Ever wonder how your favorite foods stack up against each other in terms of nutrition?
We compared the nutritional contents of
soy flour
versus
cooked
turkey
(100g each)
below using 2020 USDA and NIH data[1].
For a quick recap of significant nutrients and differences in soy flour and turkey:
Both turkey and soy flour are high in calories.
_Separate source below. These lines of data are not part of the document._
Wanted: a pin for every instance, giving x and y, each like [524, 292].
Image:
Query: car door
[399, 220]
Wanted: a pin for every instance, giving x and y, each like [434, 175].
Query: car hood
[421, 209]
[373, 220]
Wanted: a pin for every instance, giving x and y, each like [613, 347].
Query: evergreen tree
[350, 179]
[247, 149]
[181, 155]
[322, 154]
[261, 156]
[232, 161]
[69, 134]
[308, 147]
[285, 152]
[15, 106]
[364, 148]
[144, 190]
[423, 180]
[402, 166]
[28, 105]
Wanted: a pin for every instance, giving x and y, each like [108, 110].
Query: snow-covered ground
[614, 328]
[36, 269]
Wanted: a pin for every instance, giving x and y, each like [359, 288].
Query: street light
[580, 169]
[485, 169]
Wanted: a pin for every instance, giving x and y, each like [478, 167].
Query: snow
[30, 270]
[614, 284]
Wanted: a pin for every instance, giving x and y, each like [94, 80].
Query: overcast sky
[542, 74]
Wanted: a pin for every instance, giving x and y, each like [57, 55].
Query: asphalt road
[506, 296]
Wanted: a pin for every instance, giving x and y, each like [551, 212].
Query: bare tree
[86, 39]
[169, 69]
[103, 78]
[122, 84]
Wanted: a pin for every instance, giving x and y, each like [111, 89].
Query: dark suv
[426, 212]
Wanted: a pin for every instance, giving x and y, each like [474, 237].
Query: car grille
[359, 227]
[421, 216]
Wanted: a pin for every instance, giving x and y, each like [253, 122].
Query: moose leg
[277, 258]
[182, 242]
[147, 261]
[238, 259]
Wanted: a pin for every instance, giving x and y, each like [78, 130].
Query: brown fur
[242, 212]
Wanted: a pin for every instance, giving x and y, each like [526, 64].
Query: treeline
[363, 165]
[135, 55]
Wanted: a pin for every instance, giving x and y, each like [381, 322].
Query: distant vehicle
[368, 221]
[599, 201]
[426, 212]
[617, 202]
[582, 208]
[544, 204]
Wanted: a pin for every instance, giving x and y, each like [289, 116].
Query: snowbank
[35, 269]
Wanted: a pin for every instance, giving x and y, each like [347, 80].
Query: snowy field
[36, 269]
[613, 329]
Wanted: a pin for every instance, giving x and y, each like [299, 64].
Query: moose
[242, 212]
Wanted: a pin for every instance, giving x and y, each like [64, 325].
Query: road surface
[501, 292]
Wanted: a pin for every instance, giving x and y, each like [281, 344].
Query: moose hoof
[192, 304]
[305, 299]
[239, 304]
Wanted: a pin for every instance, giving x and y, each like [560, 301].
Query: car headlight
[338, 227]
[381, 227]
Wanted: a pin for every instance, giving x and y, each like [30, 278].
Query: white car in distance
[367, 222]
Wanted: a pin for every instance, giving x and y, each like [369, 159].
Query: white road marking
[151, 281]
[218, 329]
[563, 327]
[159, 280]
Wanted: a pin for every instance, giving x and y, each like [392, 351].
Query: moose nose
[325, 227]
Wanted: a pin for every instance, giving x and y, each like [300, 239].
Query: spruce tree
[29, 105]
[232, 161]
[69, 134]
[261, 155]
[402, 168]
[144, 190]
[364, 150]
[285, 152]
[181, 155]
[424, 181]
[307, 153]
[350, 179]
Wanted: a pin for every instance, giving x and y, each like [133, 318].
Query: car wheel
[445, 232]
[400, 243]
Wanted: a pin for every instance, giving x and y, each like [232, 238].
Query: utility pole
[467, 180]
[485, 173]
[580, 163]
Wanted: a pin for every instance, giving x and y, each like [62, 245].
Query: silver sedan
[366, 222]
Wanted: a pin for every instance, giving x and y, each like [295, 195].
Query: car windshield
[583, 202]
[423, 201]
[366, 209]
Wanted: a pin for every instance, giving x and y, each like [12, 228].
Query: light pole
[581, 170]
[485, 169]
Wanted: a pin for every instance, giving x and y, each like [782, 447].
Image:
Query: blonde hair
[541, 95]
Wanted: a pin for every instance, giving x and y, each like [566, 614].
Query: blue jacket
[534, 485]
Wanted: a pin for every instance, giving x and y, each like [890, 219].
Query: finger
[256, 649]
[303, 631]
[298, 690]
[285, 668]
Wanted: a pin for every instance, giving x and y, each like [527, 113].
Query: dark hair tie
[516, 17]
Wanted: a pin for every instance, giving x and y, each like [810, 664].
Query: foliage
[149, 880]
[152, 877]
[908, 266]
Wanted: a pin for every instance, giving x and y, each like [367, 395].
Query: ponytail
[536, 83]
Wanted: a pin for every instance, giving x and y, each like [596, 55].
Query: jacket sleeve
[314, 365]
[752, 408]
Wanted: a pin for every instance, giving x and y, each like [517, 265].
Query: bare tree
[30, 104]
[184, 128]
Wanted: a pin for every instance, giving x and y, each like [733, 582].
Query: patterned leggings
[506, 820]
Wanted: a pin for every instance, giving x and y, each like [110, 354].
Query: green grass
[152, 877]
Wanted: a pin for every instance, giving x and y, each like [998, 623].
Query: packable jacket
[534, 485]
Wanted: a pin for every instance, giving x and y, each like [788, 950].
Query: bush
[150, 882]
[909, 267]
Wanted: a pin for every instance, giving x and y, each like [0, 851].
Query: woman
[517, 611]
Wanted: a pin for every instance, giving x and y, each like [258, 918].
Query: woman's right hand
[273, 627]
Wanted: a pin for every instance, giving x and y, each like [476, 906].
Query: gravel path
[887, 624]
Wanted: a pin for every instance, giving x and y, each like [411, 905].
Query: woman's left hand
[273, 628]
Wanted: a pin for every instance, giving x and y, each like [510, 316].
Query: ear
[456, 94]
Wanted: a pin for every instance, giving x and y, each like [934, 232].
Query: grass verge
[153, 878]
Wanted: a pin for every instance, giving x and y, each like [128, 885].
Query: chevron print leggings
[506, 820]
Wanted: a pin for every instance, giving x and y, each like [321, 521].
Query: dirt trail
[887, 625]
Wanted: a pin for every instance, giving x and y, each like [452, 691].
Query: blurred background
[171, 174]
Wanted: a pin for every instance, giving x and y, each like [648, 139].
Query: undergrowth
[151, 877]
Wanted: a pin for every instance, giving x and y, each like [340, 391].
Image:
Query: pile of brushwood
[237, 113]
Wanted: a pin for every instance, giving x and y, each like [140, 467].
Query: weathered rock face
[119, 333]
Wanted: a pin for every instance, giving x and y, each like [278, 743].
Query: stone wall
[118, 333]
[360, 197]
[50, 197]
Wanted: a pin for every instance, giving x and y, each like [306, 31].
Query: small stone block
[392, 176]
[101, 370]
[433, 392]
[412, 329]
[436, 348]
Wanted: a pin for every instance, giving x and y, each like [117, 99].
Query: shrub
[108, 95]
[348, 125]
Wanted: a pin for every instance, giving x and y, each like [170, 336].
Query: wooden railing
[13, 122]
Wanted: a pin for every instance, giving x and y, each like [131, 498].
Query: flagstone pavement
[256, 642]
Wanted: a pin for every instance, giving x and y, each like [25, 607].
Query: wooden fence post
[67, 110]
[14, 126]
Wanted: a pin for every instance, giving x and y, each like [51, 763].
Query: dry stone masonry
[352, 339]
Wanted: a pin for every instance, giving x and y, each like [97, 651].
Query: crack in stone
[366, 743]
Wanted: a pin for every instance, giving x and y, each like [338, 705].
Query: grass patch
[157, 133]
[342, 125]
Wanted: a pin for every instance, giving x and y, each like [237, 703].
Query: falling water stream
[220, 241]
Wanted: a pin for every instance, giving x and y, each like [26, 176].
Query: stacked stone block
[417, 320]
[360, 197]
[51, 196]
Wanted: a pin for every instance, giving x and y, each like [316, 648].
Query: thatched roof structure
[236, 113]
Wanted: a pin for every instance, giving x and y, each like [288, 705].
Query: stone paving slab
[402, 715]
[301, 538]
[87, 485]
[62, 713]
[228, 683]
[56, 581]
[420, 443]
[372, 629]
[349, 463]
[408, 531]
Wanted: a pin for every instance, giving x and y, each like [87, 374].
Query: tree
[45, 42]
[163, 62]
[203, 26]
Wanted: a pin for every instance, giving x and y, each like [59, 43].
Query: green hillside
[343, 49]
Soy flour has 97% more calories than turkey - turkey has 189 calories per 100 grams and soy flour has 372 calories.
For macronutrient ratios, soy flour is lighter in protein, much heavier in carbs and lighter in fat compared to turkey per calorie. Soy flour has a macronutrient ratio of 50:31:20 and for turkey, 63:0:37 for protein, carbohydrates and fat from calories.
Macro Ratios from Calories:
Soy Flour | Turkey | |
---|---|---|
Protein | 50% | 63% |
Carbohydrates | 31% | ~ |
Fat | 20% | 37% |
Alcohol | ~ | ~ |
Soy flour is high in carbohydrates and turkey has 100% less carbohydrates than soy flour - turkey has 0.06g of total carbs per 100 grams and soy flour has 30.6g of carbohydrates.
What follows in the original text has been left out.